Notre étude d’impact 2025 confirme la pertinence du modèle ADSF : 65 % des femmes se déclarent en meilleure santé mentale, 81 % ont repris confiance en elles et 84 % ont consulté un médecin au cours des six derniers mois.

Notre singularité repose sur une approche globale, inconditionnelle et genrée, qui allie soins, écoute et accompagnement social. La santé devient ainsi un levier d’autonomie, soutenu par la confiance, la non-mixité et la solidarité entre pairs, notamment via les Femmes Repaires.

Ce modèle démontre qu’au cœur de toute action doit exister le lien social, levier essentiel pour réinscrire les femmes dans leurs droits et leur pouvoir d’agir. Il constitue une source d’inspiration pour les futures politiques publiques de santé et d’inclusion sociale.
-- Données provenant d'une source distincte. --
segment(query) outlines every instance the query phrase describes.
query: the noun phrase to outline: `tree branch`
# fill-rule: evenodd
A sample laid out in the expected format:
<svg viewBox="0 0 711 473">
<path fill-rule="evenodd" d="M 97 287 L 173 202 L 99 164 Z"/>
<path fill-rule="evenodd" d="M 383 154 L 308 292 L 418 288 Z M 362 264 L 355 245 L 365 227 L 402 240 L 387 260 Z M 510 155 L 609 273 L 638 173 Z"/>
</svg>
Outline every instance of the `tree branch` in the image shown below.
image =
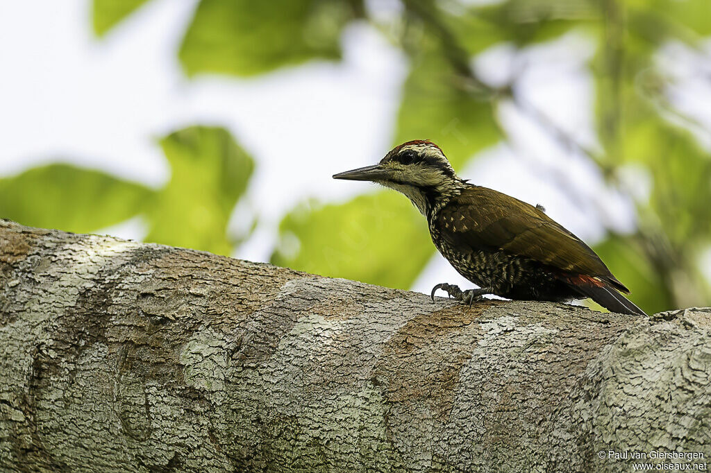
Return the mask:
<svg viewBox="0 0 711 473">
<path fill-rule="evenodd" d="M 0 308 L 3 471 L 626 472 L 609 450 L 711 455 L 710 309 L 433 303 L 6 221 Z"/>
</svg>

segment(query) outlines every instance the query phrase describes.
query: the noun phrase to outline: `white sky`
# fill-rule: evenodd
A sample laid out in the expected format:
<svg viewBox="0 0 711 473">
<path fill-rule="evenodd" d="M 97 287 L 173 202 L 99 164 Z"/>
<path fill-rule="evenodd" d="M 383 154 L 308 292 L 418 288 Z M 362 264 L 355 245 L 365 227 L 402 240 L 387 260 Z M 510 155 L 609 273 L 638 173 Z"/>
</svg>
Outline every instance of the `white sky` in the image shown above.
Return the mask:
<svg viewBox="0 0 711 473">
<path fill-rule="evenodd" d="M 249 80 L 188 80 L 176 52 L 196 0 L 153 0 L 101 40 L 91 33 L 90 3 L 0 3 L 0 175 L 59 160 L 160 187 L 169 169 L 157 137 L 190 124 L 225 126 L 257 165 L 246 204 L 258 207 L 260 224 L 235 255 L 255 261 L 269 258 L 282 216 L 298 201 L 343 201 L 372 190 L 331 178 L 375 163 L 392 144 L 407 62 L 372 28 L 346 31 L 341 63 Z M 392 1 L 380 4 L 385 16 L 397 11 Z M 520 82 L 529 101 L 589 146 L 595 140 L 584 64 L 592 53 L 577 35 L 535 48 L 524 58 Z M 506 79 L 513 60 L 501 46 L 474 64 L 496 82 Z M 589 243 L 602 237 L 602 222 L 620 231 L 634 227 L 629 202 L 605 190 L 594 165 L 560 149 L 513 106 L 502 107 L 501 116 L 515 131 L 513 148 L 485 151 L 463 177 L 543 204 Z M 579 201 L 569 201 L 551 176 L 570 182 Z M 235 232 L 245 207 L 235 210 Z M 137 239 L 144 232 L 138 219 L 108 230 Z M 471 286 L 437 255 L 414 289 L 429 293 L 445 281 Z"/>
</svg>

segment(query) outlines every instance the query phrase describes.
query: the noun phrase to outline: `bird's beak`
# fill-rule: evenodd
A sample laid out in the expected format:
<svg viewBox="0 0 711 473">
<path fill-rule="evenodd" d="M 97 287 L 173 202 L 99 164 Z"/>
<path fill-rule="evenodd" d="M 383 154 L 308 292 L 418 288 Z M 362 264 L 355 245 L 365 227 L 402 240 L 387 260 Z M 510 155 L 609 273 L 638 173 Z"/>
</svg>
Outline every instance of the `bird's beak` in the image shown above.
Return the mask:
<svg viewBox="0 0 711 473">
<path fill-rule="evenodd" d="M 346 179 L 348 180 L 387 180 L 390 177 L 390 170 L 384 169 L 380 164 L 373 166 L 358 168 L 345 173 L 333 175 L 333 179 Z"/>
</svg>

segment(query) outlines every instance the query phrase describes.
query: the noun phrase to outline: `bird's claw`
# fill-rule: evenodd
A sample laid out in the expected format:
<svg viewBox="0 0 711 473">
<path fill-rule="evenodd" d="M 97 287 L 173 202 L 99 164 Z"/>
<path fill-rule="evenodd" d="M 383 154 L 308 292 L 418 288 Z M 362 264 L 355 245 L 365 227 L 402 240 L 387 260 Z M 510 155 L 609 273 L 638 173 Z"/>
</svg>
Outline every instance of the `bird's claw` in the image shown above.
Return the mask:
<svg viewBox="0 0 711 473">
<path fill-rule="evenodd" d="M 434 293 L 437 292 L 437 289 L 442 289 L 446 292 L 450 299 L 451 298 L 454 298 L 457 300 L 461 300 L 465 304 L 469 304 L 469 305 L 471 305 L 475 300 L 480 300 L 481 299 L 481 295 L 479 293 L 480 291 L 476 289 L 467 289 L 466 290 L 462 290 L 459 288 L 459 286 L 456 284 L 442 283 L 432 288 L 432 292 L 430 293 L 429 297 L 432 298 L 433 302 L 434 301 Z"/>
</svg>

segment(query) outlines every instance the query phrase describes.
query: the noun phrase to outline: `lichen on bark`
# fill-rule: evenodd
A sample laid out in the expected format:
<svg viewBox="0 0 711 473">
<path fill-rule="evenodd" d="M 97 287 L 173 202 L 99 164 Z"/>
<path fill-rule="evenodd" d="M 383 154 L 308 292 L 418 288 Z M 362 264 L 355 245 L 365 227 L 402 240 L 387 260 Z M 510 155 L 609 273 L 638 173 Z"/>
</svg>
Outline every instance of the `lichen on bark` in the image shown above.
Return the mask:
<svg viewBox="0 0 711 473">
<path fill-rule="evenodd" d="M 599 452 L 709 458 L 710 326 L 708 308 L 432 303 L 3 221 L 0 469 L 626 472 L 631 460 Z"/>
</svg>

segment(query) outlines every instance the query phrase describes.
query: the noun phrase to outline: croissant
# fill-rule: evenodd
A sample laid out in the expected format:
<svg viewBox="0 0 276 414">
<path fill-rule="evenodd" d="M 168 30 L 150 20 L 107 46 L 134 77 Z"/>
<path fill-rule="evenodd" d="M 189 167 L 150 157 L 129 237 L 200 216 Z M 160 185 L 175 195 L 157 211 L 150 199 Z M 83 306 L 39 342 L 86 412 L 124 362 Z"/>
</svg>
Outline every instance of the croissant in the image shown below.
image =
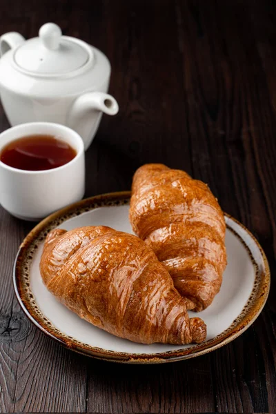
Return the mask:
<svg viewBox="0 0 276 414">
<path fill-rule="evenodd" d="M 206 328 L 152 250 L 109 227 L 52 230 L 40 262 L 48 289 L 95 326 L 135 342 L 200 343 Z"/>
<path fill-rule="evenodd" d="M 135 172 L 130 221 L 153 249 L 186 298 L 199 311 L 219 292 L 226 266 L 226 224 L 206 184 L 163 164 L 146 164 Z"/>
</svg>

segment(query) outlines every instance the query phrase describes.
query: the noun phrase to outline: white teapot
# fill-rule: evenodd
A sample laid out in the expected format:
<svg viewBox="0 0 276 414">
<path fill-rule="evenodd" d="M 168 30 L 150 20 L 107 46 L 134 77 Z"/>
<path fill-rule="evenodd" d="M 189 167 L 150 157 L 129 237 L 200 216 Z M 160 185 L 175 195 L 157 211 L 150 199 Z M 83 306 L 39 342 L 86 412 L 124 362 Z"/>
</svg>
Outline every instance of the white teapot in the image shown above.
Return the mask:
<svg viewBox="0 0 276 414">
<path fill-rule="evenodd" d="M 12 126 L 46 121 L 66 125 L 87 149 L 103 112 L 117 113 L 108 95 L 110 64 L 96 48 L 68 36 L 53 23 L 30 40 L 11 32 L 0 37 L 0 96 Z"/>
</svg>

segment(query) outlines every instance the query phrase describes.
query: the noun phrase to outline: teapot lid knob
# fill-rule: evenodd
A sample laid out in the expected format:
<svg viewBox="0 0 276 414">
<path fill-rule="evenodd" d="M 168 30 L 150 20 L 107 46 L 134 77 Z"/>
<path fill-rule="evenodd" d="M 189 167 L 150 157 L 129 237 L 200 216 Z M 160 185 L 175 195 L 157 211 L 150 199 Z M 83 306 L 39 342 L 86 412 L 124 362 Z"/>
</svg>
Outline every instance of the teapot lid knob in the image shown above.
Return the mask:
<svg viewBox="0 0 276 414">
<path fill-rule="evenodd" d="M 59 26 L 55 23 L 46 23 L 39 29 L 39 37 L 47 49 L 56 50 L 59 48 L 62 32 Z"/>
</svg>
À noter également que notre étude d’impact 2025 chiffre précisément les économies générées par nos actions auprès des femmes les plus précaires. Ce constat doit être entendu : il pose les bases d’un dialogue constructif avec nos partenaires institutionnels afin de déployer, à terme, des actions concrètes et ciblées sur l’ensemble du territoire.

Propos recueillis par Diane Dussans, chargée de projets et plaidoyer à la Fondation RAJA-Danièle Marcovici.